Yang diinginkan dan visinya datang ke tempat itu adalah sebuah keselamatan
untuk Pamannya. Tidak lebih untuk melindunginya sebagai seorang ayah yg pernah
dekat dengannya.
Jodha
menutup wajahnya dgn turban yg melingkar di kepalanya. Dadanya membuncah hebat.
Apapun yang terjadi, inilah jalan yang terbaik untuknya. "Ya dewa...

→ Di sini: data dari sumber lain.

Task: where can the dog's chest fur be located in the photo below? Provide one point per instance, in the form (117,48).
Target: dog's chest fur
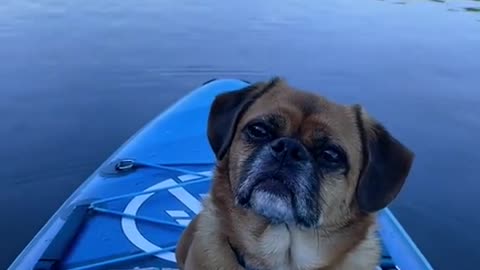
(282,248)
(291,249)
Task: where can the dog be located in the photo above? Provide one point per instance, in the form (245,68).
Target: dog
(297,184)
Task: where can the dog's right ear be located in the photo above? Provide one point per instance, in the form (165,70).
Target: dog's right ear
(227,110)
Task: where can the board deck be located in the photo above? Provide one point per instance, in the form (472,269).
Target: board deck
(132,210)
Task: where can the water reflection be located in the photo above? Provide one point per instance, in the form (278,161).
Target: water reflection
(453,6)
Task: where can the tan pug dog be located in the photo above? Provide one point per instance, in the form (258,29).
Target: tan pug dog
(297,184)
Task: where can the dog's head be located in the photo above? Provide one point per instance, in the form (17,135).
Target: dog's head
(294,157)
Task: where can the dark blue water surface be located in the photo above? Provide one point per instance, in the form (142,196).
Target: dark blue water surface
(77,78)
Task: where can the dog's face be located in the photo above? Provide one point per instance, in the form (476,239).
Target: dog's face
(296,158)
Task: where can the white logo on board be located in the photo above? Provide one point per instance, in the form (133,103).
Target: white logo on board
(129,225)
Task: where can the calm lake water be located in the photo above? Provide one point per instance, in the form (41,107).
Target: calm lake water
(77,78)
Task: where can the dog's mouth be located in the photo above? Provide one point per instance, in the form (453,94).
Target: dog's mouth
(279,199)
(272,199)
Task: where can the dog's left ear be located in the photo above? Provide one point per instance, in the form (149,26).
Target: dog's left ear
(386,164)
(227,110)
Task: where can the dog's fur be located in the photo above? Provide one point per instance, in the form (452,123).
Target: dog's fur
(328,219)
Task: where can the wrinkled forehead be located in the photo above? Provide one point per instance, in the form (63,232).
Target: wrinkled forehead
(306,115)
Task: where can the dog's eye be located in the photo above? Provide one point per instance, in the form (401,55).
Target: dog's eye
(258,131)
(331,155)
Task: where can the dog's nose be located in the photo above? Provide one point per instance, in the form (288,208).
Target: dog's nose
(288,148)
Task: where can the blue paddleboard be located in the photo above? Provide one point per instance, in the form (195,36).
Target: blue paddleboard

Bantulah aku dalam menjaga keselamatan pamanku." bathin Jodha setelah
bersusah payah mengatur nafasnya.
* * * * *
Saat itu
tampak Jalal yang tengah memerangi pasukan Pratap dengan kegagahannya.
Sementara Pratap tengah sibuk berpikir keras untuk segera menghabisi pasukan
yang memberondongnya dengan senjata mereka. Semangatnya tampak menggebu, ketika
di lihatnya Jalal tak jauh dari tempatnya berada. Surya tengah berhadapan dengan
Todar mal. Dia adalah seorang mentri yang paling loyal di kerajaan Mughal.
Todar mal telah mengabdikan seluruh hidupnya untuk membela tanah airnya.
Suasana telah semakin memanas. Tanda di sadari, Jodha masih terdiam menatap
keganasan peperangan di hadapannya.
Dua orang
prajurit Mughal dari kejauhan secara tertubi-tubi menyerang Pratap tanpa henti.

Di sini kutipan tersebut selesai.